As the sport of basketball becomes more and more global, more development pathways will open up for players. There’s the traditional collegiate route that still seems most popular, there’s Macdonald’s development player route, and there’s an emerging group of players who are electing to take their talents overseas before returning to Australia.

While Macdonald is perhaps the greatest new era example of a DP taking their chance after extensive investment by a club, Chris Goulding is perhaps the best ever NBL player to have run that path in the 21st century.

Goulding started his career as a development player for the Brisbane Bullets in their 2008 title-winning side.

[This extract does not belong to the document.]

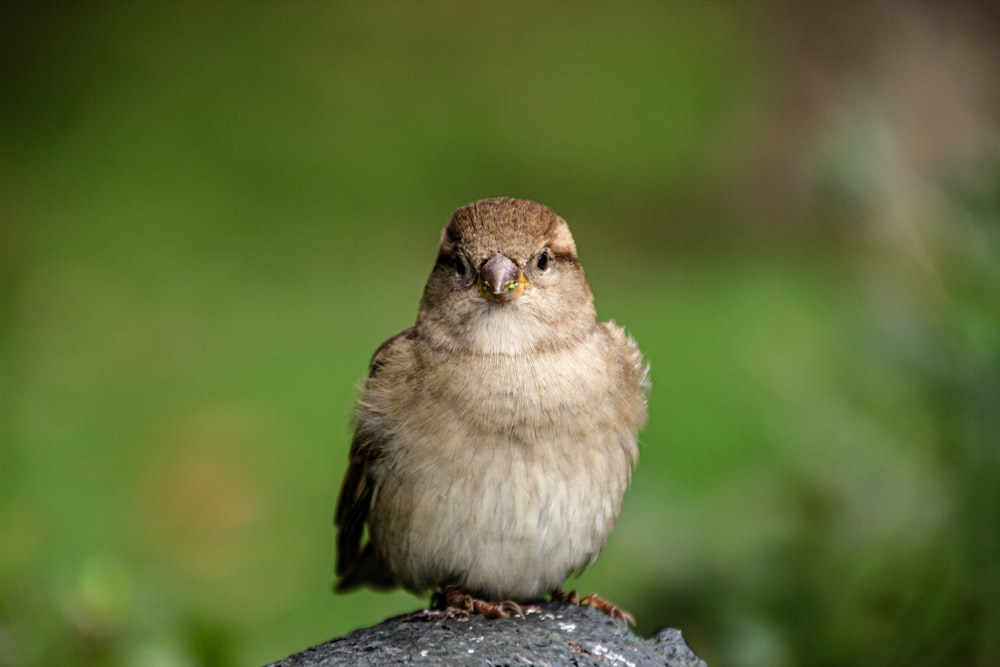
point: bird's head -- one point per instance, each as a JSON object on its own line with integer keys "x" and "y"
{"x": 506, "y": 268}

He then took his talents to Perth and the Gold Coast before finding his home in Melbourne.

It was almost fitting then that in Game 5 of the Championship Series, when Macdonald was injected into Tasmania’s starting lineup in the biggest game of the season, that it should come in an attempt to quieten the injured Melbourne superstar.

“I found out I was starting the day before when we were at the airport about to travel to Melbourne,” Macdonald reflected.

“When I went over and said hello to Scott he said ‘how do you feel about starting tomorrow?’, and I was like ‘sick, that sounds cool’.

“I think his mindset was we knew Chris Goulding was carrying a little calf niggle and we wanted to go at him a little bit and test him out, and having another ball handler on the court was able to free up JC (Jordon Crawford), who obviously went crazy in the first quarter.

“I guess that was the mindset going in, and then trying to wear some of their guards down from the initial jump.”

Now, though, Macdonald has been afforded the time to take a breather before he embarks on his NBL1 North campaign with the Darwin Salties.

Darwin has pulled together an NBL-laden line-up that will see Macdonald team up with Sydney’s Kouat Noi and Makuach Maluach, and Illawarra’s Wani Swaka Lo Buluk, however it’s still two weeks until the Tasmania star links up with the side.

He’s since come back home to Melbourne, where he initially started his basketball journey, and he’s finally had time to reflect on the monumental achievement his club pulled off in NBL24.

“I got to Melbourne on Monday morning and when I had some time alone that’s the first time I’d let it sink in and think ‘wow, we actually just did that’,” he said.

“Straight after the game there’s lots of celebrating and getting together with family so you don’t really have too much time on your own. It’s all kind of celebrating with the team and family members and stuff like that.

“It wasn’t until I was alone with my own thoughts that I was like ‘wow, that actually happened’.”